Demi kini dan nati. Larik-larik puisi yang aku kirimkan sebagai wujud agung penghambaan menuai cinta. Mereguk gelas-gelas anggur yang ikut membisu. Melenguh dalam keluh lusuh. Mencoba merasuk ke celah kecil sendawa-sendawa dendam di tempat yang dulu aku sebut pemilik rahim.
Tak terhitung sudah getir yang memberi jalan-jalan setapak. Meniti tikungan pekat. Haruskah jatuh membuai harta dari lendir, duhai pemilik surga? Haruskah diri merangkak jilati pilu dalam tawa yang membentur lembab jalang hasrat manusia?
Aku hanya berbalut keyakinan kecil yang lancang mengucap maha cinta untuk segera sudahi detak. Apa yang kau maksud dengan durhaka, bunda? Kala aku hanya sekejap mengecap air susumu. Kala aku sekedip saja mencium wangi parfummu. Kala aku lebih rela ditemani rinduku sendiri.

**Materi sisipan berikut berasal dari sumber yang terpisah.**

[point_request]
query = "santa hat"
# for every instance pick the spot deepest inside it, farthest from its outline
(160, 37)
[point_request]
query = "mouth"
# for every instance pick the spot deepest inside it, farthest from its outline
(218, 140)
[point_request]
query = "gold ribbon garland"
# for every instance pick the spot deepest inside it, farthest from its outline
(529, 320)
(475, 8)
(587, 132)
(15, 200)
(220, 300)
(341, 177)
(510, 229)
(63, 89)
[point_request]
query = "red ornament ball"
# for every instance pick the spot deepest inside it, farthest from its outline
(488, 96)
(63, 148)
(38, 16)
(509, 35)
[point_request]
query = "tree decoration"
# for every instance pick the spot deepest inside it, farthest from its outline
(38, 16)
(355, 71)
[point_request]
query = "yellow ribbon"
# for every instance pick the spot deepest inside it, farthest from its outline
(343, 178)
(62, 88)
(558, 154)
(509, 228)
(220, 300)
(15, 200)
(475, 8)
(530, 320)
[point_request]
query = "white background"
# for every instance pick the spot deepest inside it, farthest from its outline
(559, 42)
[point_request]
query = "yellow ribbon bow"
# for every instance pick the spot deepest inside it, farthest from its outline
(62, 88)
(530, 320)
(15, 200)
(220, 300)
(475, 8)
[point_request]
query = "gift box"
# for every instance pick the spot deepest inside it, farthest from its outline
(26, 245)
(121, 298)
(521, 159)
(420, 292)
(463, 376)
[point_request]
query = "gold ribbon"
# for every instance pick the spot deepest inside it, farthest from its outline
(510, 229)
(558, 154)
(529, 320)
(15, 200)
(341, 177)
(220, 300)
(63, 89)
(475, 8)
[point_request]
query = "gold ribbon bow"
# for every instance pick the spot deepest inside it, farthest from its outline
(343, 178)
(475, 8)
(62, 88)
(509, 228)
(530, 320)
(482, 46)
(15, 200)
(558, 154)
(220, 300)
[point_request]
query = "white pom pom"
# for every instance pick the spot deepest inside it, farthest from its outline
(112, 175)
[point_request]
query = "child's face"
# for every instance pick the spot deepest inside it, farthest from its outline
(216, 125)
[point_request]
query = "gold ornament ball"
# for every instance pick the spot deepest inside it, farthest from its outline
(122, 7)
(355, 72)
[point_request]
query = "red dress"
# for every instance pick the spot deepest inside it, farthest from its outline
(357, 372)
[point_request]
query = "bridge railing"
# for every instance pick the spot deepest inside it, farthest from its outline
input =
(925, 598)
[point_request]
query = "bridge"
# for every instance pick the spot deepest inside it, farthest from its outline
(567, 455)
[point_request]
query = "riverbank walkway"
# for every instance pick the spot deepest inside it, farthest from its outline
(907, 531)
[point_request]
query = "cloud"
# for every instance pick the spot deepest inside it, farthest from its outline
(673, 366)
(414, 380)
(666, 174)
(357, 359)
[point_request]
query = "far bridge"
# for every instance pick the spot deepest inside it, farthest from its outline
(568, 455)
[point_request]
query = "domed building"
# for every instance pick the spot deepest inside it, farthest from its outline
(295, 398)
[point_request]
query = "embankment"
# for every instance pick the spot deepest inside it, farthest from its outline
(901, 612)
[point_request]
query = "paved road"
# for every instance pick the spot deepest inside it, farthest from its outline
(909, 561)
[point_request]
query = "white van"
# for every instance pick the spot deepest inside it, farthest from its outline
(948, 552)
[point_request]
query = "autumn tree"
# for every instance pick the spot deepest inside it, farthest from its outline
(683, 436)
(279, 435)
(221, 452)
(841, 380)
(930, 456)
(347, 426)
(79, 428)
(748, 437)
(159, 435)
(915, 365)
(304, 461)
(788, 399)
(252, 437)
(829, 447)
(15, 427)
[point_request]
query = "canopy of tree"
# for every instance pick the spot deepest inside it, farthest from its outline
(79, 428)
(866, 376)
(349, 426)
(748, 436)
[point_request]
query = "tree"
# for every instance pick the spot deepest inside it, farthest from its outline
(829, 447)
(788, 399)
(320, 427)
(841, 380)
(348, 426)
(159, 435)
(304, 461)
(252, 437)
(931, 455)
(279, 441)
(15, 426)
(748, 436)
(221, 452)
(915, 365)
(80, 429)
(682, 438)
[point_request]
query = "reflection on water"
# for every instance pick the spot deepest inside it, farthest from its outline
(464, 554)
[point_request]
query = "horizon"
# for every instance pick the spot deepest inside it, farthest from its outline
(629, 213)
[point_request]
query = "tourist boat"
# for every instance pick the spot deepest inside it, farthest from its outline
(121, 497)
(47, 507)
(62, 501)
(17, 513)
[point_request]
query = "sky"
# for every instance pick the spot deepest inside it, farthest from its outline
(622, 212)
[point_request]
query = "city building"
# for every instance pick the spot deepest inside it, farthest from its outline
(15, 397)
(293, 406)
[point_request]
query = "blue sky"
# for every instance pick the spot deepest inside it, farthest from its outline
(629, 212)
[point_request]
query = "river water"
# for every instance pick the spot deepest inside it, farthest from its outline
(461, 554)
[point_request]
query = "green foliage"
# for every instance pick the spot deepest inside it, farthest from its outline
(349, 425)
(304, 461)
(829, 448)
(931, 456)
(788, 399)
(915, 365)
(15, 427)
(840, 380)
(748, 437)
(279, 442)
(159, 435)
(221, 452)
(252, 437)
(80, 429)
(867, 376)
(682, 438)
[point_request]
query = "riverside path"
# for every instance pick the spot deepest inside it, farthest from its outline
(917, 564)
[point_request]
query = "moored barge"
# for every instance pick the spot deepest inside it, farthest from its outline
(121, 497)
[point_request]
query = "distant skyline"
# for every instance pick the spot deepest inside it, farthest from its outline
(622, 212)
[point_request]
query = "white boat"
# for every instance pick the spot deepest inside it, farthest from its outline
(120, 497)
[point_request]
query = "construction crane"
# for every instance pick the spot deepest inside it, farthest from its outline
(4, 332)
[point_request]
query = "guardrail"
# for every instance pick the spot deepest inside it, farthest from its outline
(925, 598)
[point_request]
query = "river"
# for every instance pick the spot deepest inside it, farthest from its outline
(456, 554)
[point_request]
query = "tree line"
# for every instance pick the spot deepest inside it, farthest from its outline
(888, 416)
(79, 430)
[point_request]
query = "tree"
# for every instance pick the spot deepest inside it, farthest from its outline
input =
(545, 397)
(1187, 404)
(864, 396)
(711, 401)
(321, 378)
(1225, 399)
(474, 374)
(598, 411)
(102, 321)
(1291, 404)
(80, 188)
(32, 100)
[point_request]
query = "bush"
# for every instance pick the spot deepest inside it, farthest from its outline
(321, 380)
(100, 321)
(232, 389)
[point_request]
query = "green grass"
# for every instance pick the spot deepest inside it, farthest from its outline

Demi kini dan nanti. Usai sudah sajak yang bersenyawa untukmu. Raga ini letih mengisi riak dan gelombang murkamu yang enggan bertepi, bunda. Aku sirami tiap kering jiwamu yang meronta mencari sunyi. Kau tak henti gaduh mengajari cara membenci dia yang aku panggil ayah.
Purna sudah lelah menikam malam. Tempat aku meracau pada bintang. Tempat aku menghimpun penat yang binal rebah di penghujung mimpi. Tempat aku bertemu rasa yang aku paksa menerima segala goda. Disana ada candu dalam cawan nyanyian gagak. Ada ejek yang memasung pedih untuk bercerita pada ribuan dewi. Duhai pemilik surga, tidakkah kau jemput lukamu dan berbagi pada dusun kecil di kaki langit jingga?
Demi kini dan nanti. Ajari aku kesantunan semesta yang mengantarkanku pada sejumput alasan mencinta. Pada setitik air mata suci yang mengakhiri ketegaran semu. Tempat dimana aku bisa berbagi tanpa tirai yang menjadi sekat. Aku dan malaikatku yang tak lagi peduli tentang karangan surga.